A cubic function is an algebraic function of the form \(y = x^3\). When graphed, it typically exhibits a distinctive 'S' shape. This means it starts off increasing, then dips around the origin, before rising again. This 'S' curve crosses the origin point (0,0) and continues infinitely in both directions along the x-axis. The core characteristic of cubic functions is their power of three, which dictates both the curve's shape and behavior. Each point on the graph of a cubic function has a specific x-value, and there is one y-value corresponding to this x-value within the range of real numbers. The symmetry around the origin means negative x-values mirror positive x-values.

Reflection across the x-axis is a transformation that flips the graph of a function over this axis. Mathematically, if you have a function \(y = f(x)\), its reflection would be \(y = -f(x)\).

For functions like the cubic function \(y = x^3\), applying this reflection changes how the s-shaped curve behaves. Instead of rising to the top right, dipping at the origin, and rising to the top left, the curve is inverted.

• The direction of increase and decrease is altered.
• The graph's 'shape' is maintained but its orientation is mirrored vertically.

This reflection affects all points: positive y-values become negative and vice versa. The graph appears to be upside down, maintaining symmetry concerning the x-axis.

Graph shifting is another transformative operation involving moving the entire graph of a function horizontally, vertically, or both.

For the function \(f(x) = -(x - 2)^3 + 2\):

• The term \(x - 2\) indicates a horizontal shift to the right by 2 units, since the subtraction of 2 "moves" the cubic shape along the x-axis.
• The \(+2\) outside of the function manifests as a vertical shift upwards by 2 units, lifting the entire graph along the y-axis.

Together, these shifts modify the original graph’s location but don't alter its shape. This procedure helps position the graph correctly in context, reflecting real-world movements like changes in equations based on different starting points or vertical displacements.

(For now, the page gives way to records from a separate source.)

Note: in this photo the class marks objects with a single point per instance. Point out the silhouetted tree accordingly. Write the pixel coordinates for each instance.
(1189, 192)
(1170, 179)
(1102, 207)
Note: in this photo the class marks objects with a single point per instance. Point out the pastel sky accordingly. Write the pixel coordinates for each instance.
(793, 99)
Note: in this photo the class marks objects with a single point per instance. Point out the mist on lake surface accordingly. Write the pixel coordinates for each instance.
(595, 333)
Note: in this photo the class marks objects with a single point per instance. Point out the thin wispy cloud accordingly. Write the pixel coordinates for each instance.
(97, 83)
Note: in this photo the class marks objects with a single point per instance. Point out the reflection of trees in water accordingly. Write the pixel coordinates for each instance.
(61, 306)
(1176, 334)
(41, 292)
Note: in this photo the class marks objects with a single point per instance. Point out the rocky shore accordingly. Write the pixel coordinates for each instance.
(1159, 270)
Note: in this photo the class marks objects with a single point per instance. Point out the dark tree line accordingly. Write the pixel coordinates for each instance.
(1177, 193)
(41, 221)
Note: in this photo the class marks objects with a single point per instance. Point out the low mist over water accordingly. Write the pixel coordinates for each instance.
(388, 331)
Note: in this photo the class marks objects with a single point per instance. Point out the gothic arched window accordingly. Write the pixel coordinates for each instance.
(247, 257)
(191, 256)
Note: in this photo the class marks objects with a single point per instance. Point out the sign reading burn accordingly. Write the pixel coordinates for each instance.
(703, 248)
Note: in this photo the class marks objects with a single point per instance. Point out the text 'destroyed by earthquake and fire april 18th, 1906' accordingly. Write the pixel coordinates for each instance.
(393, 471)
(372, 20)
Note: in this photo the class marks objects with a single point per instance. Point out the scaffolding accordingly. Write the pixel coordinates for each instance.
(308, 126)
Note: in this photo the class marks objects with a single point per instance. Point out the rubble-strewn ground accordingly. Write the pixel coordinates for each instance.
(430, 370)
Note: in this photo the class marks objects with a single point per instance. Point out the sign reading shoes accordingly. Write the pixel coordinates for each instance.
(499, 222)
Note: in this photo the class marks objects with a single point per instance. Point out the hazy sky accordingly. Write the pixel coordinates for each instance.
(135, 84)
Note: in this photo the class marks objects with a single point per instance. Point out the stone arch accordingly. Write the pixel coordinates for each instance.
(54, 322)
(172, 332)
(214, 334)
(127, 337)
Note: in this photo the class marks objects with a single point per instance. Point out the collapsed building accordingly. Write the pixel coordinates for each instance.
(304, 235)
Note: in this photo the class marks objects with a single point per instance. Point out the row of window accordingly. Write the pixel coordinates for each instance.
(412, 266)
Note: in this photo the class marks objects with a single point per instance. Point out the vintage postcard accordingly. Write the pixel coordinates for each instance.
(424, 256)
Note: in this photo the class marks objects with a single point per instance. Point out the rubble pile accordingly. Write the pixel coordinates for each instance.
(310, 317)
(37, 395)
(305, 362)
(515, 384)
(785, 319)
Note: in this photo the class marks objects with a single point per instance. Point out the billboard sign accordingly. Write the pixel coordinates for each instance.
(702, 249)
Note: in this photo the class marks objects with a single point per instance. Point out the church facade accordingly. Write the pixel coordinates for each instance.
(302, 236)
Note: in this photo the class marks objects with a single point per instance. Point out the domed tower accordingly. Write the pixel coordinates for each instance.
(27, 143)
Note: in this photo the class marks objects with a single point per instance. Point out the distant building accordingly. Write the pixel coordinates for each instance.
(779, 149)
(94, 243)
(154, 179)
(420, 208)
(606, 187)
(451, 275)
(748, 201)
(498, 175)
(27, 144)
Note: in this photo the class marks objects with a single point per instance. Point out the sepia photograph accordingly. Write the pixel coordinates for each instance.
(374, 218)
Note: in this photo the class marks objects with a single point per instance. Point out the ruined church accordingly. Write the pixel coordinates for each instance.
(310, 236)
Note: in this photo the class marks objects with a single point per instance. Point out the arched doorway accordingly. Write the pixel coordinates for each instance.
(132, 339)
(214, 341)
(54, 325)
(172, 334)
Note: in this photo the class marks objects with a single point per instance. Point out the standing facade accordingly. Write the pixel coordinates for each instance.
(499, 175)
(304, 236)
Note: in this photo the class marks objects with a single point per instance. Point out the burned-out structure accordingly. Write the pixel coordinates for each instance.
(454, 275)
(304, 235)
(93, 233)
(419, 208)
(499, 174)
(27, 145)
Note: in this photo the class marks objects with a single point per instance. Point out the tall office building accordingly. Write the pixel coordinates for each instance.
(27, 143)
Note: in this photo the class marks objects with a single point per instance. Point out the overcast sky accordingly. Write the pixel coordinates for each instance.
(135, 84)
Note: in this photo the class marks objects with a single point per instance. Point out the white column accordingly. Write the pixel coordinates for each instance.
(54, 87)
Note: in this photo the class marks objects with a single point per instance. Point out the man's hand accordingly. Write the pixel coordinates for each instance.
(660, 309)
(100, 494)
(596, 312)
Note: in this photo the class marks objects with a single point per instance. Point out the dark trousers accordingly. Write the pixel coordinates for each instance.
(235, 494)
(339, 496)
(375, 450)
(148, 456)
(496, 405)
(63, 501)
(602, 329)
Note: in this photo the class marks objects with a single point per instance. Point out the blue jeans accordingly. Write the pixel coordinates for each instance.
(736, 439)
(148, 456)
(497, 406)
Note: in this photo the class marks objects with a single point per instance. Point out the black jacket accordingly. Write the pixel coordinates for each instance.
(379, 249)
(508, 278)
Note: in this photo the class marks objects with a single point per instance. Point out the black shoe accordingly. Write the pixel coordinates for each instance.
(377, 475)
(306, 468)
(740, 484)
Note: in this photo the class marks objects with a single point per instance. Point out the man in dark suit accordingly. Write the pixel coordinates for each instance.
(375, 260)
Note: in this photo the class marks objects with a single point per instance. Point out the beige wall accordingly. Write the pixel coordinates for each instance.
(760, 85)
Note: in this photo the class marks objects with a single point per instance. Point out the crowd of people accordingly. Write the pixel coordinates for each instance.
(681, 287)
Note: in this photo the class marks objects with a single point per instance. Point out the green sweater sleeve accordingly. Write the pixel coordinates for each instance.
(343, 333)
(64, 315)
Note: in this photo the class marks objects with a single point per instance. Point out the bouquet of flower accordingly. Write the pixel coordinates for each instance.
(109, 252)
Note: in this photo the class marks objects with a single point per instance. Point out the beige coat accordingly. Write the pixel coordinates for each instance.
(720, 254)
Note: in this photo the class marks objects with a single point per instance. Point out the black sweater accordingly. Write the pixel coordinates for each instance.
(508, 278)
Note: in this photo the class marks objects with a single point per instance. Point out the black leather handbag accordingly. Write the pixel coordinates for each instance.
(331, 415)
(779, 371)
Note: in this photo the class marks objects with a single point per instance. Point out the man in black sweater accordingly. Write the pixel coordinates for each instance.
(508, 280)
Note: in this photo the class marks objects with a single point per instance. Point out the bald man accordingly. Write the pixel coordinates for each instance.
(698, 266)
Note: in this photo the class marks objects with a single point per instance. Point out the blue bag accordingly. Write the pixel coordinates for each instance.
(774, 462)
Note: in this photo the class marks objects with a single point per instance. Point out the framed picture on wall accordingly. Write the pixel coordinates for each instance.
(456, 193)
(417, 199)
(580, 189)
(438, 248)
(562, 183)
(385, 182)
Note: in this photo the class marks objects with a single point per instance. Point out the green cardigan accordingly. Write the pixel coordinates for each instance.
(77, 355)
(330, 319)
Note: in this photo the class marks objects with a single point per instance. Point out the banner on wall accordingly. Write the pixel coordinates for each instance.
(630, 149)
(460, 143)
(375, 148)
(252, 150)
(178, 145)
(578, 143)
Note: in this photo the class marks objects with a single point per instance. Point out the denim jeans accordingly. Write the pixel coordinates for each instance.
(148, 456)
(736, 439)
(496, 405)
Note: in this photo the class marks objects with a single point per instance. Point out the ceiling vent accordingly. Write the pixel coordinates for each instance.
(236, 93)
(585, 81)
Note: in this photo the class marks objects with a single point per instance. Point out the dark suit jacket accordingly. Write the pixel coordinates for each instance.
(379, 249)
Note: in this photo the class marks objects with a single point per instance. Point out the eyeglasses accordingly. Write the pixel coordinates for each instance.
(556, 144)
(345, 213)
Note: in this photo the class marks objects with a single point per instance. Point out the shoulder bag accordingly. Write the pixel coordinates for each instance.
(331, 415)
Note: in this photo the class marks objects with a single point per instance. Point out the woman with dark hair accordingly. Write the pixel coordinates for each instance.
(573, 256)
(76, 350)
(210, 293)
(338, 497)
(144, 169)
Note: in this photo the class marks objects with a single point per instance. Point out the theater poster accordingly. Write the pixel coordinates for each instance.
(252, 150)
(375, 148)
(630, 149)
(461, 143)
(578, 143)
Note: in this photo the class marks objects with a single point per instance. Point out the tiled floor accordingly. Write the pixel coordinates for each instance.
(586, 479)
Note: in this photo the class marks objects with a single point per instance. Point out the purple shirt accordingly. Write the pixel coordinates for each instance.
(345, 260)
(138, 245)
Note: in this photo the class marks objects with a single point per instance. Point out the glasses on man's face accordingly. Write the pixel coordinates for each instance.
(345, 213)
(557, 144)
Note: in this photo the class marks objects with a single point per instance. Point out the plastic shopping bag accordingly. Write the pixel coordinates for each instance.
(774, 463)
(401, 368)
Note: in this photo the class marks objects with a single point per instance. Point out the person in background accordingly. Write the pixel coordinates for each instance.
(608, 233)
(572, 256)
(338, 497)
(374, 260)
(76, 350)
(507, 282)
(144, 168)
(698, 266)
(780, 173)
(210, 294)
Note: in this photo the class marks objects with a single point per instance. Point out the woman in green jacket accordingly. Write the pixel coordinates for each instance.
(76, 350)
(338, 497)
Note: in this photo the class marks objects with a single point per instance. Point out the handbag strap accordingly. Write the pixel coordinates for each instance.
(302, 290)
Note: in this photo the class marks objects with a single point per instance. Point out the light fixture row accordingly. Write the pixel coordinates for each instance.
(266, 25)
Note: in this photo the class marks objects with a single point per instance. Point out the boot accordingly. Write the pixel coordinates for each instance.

Algebraic functions include a variety of operations and transformations applied to variables and constants within an expression. These can involve addition, subtraction, multiplication, division, and the raising of powers, as seen in polynomial functions like cubic ones.

One of the fundamental aspects of algebraic functions is their ability to transform and model real-world phenomena using unique properties of each function type. They can include simple linear relationships or more complex cubic expressions. \(f(x) = -(x - 2)^3 + 2\) is an example of a transformed algebraic function, taking characteristics of its base and reflecting them through shifts and inversions to form a new function. These transformations illustrate how we can manipulate equations creatively to understand and visualize scenarios through graphical representation.